Tuesday, January 27, 2009

And then George Foreman can Take on Steven Hawking

I go back and forth on this one. As you might have heard, recently two
Texas girls' basketball teams played to a score of 100 to 0. That
score obviously represents a butt-kicking of almost mythic proportions
and an apology ensued. The coach on the winning team was fired.

My first, immediate reaction was that Coventry had run up the score.
Later, however, I started to think. Who scheduled this game?

Obviously, the winning team was much better. It could not have been a secret. The athletic director of the losing school had to have seen a loss coming. I have seen a few basketball blow outs. During the 1992 Olympics, the Dream Team was the first American Olympic team using pros. They slaughtered the other teams. It was a wonder to behold. It was the Olympics. That was what they were there for. They beat one team by 79 points. (That game was every bit as close as the score would tend to indicate.)


The Bulls once beat the the Jazz by 42 points in a finals game. The Jazz complained the Bulls were running the score up and taking three pointers and playing hard defense. No ofense, but they had their last five players on the floor and had been litening all week to people talking about how the jazz bench was better, and they had the last quarter of the game to play those guys at hoops. John Stockton was asked after the game how he felt about Stacy King making a three point shot in that game. His response? "If you don't want them to take three pointers, guard them."

On the other hand, those were pro players taking on players of similar calber. The international Olympic Committee had been pressuring America to end pros for years. They thought it would improve the international level of competition. And it did. Some of the best NBA players are international stars.

A high school game is slightly different. These kids aren't trying to improve. There is obviously no slaughter rule, but the fact that slaughter rules do exist says to me that our concept of sportsmanship -- as a society -- does not include winning a high school girls basketball game by 100 points. On the other hand, someone at the losing school decided to schedule the other team.

1 comment:

Anonymous said...

So the coach on the winning team was actually fired for publicly criticizing his school for issuing the apology and for not apologizing himself. He claims that he was not running the score up and "only pressed until the score was 20 to nothing," although one wonders why he was pressing at all -- it's not exactly a secret that the other team is a viable basketball team in name only.

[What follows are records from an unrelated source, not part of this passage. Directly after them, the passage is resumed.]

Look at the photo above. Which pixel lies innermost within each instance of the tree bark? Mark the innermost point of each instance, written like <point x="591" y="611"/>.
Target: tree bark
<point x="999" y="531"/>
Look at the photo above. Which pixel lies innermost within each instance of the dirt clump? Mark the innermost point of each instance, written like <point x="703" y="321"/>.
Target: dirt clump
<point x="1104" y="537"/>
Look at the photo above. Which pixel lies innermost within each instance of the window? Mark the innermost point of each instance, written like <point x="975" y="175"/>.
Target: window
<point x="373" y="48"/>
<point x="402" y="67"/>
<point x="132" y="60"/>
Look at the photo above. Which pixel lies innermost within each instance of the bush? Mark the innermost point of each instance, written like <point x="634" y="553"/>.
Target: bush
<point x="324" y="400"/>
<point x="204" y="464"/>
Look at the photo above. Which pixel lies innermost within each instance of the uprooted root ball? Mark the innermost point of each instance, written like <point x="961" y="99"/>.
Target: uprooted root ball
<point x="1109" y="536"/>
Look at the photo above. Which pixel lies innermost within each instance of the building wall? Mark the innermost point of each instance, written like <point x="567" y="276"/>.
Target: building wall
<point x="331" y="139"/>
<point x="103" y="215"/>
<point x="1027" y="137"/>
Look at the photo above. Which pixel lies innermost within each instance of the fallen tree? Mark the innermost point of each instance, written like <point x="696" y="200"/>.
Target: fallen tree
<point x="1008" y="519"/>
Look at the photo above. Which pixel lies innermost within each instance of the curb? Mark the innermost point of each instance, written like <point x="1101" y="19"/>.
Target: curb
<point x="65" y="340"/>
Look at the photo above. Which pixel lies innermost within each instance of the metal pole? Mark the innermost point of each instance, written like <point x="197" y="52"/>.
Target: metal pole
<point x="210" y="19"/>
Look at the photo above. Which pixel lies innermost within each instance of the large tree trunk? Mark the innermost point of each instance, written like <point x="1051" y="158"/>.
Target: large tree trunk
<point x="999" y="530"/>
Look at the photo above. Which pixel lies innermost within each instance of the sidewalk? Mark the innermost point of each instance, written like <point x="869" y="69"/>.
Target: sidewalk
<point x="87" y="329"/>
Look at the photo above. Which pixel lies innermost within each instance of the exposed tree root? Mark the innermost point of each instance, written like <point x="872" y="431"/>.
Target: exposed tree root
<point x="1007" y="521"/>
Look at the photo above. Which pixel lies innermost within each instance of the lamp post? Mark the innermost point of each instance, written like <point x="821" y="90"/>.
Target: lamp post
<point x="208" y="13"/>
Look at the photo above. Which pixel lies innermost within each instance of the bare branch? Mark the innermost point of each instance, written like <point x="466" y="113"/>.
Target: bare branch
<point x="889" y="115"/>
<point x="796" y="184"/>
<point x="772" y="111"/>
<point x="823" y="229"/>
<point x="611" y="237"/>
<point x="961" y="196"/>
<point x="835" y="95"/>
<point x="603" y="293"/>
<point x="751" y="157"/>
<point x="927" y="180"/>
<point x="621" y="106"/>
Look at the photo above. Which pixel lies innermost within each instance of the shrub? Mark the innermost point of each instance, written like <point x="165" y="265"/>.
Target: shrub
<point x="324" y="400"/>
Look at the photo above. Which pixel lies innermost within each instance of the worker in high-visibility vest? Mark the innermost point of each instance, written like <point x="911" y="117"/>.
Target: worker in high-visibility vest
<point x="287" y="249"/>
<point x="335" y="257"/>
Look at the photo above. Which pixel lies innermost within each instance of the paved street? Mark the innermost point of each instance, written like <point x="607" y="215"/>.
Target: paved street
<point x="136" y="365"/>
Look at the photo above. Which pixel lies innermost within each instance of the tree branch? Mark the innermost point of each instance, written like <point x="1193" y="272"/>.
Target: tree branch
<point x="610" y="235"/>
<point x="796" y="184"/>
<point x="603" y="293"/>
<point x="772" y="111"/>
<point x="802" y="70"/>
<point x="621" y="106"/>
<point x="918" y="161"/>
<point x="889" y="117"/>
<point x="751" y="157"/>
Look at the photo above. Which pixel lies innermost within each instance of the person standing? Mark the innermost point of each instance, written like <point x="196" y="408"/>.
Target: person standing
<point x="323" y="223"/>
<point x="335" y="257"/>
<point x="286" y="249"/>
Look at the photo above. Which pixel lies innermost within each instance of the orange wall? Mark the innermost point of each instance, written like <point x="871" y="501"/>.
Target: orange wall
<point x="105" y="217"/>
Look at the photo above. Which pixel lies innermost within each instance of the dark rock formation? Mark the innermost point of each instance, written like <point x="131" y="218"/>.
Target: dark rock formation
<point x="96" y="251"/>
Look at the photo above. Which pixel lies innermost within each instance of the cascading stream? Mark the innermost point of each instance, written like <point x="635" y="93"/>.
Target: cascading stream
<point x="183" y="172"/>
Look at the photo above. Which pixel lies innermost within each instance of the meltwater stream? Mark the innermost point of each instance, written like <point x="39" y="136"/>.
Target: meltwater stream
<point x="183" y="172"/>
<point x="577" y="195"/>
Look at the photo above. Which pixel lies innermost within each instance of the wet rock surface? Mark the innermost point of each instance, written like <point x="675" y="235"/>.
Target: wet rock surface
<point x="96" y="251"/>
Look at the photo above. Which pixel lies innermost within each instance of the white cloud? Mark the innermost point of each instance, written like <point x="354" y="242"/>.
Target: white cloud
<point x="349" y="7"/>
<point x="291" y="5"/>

If I were the coach of either, my big beef would be with the game being scheduled at all in the first place. But then, if everyone took that position, the not-very-good (to put it mildly) school might end up with like three games out of conference, and that's no good either.

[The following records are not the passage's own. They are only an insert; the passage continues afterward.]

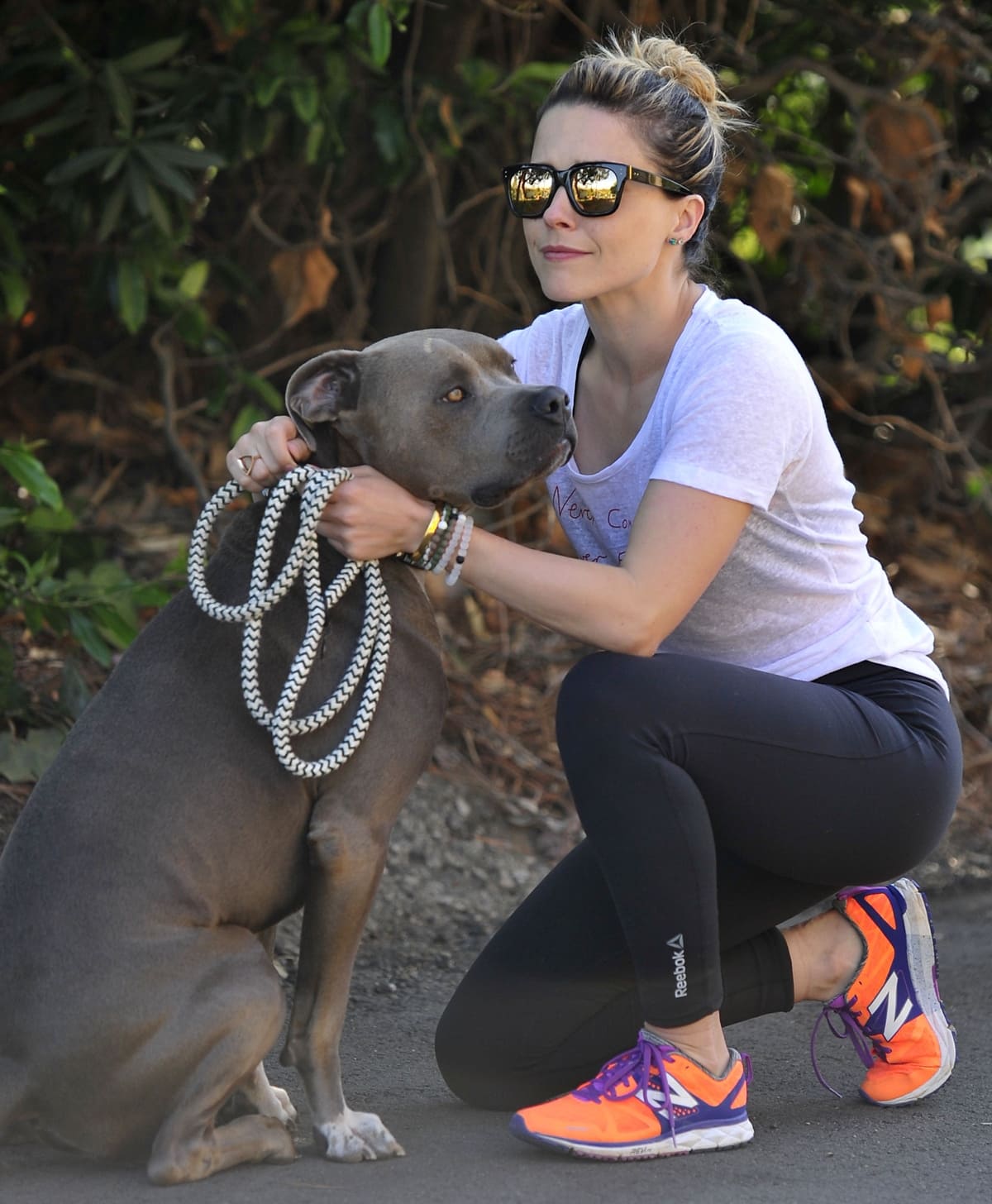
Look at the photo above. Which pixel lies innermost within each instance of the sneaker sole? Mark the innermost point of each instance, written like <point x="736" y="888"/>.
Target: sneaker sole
<point x="689" y="1142"/>
<point x="921" y="958"/>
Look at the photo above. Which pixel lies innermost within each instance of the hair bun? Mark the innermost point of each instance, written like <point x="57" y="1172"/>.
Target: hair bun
<point x="680" y="64"/>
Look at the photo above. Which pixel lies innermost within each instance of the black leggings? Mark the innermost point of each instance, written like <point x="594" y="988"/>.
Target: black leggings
<point x="718" y="802"/>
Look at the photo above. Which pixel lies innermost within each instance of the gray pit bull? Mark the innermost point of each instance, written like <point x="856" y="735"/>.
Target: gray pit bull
<point x="142" y="884"/>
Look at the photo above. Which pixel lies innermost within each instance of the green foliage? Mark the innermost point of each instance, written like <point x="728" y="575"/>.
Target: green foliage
<point x="52" y="573"/>
<point x="122" y="130"/>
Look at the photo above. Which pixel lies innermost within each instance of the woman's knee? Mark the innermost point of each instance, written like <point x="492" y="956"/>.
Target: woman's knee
<point x="475" y="1071"/>
<point x="601" y="696"/>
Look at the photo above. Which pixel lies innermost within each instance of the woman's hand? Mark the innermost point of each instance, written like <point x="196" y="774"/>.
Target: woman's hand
<point x="371" y="517"/>
<point x="265" y="453"/>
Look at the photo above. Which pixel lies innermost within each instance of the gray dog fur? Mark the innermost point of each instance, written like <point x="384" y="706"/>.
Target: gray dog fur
<point x="141" y="885"/>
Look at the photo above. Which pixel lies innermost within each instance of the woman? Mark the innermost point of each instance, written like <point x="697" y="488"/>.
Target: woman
<point x="764" y="725"/>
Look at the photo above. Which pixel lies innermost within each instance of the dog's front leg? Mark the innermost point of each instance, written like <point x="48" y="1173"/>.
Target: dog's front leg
<point x="346" y="861"/>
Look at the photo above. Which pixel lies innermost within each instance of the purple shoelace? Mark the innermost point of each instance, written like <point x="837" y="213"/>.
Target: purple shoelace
<point x="637" y="1064"/>
<point x="865" y="1046"/>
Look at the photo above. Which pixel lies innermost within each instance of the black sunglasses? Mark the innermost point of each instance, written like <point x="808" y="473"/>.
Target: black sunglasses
<point x="594" y="189"/>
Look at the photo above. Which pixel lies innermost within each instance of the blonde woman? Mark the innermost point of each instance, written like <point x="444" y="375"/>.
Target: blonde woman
<point x="764" y="726"/>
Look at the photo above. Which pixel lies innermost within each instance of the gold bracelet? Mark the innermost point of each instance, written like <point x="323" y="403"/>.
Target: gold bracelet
<point x="427" y="535"/>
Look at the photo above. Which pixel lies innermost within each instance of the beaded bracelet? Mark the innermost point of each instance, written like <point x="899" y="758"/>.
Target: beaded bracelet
<point x="434" y="536"/>
<point x="453" y="544"/>
<point x="445" y="544"/>
<point x="466" y="535"/>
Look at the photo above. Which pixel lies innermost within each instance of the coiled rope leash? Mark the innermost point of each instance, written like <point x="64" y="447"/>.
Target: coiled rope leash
<point x="372" y="649"/>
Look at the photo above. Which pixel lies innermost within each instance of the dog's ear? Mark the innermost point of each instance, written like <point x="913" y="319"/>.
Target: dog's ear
<point x="321" y="389"/>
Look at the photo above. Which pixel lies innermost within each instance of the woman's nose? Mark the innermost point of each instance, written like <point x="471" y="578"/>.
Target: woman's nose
<point x="560" y="211"/>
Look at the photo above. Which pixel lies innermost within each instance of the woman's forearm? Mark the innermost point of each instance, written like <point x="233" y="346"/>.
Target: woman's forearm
<point x="599" y="604"/>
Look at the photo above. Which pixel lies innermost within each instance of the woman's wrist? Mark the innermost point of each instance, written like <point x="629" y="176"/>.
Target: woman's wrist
<point x="420" y="519"/>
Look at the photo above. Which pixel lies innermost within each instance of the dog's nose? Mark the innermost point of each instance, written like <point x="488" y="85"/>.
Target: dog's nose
<point x="549" y="403"/>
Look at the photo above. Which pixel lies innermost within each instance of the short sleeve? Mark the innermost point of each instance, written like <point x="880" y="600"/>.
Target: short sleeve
<point x="736" y="422"/>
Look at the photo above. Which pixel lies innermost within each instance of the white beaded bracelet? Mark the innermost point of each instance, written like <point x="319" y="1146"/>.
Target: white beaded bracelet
<point x="451" y="548"/>
<point x="466" y="535"/>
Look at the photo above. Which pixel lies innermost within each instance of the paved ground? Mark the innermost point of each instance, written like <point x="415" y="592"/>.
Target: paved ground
<point x="808" y="1148"/>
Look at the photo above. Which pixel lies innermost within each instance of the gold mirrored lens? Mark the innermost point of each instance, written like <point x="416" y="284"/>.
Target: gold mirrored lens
<point x="595" y="188"/>
<point x="530" y="188"/>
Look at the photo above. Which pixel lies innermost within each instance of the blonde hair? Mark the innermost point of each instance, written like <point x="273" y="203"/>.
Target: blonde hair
<point x="675" y="99"/>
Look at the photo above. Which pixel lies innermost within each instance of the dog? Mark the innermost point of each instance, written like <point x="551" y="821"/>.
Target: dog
<point x="142" y="884"/>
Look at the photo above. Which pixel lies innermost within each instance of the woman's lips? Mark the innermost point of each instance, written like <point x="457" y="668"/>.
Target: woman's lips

As the obviously and vastly superior team, I wouldn't like the idea of not playing the game the way we practice it (which, I guess, explains why he started the game pressing). OTOH, I don't want to coach how we normally play and end up beating a significantly weaker opponent 100 to 0. It's a can't-win situation, the Kobayashi Maru of high school basketball coaching conundrums.

I don't really know what the right answer to this one is, either.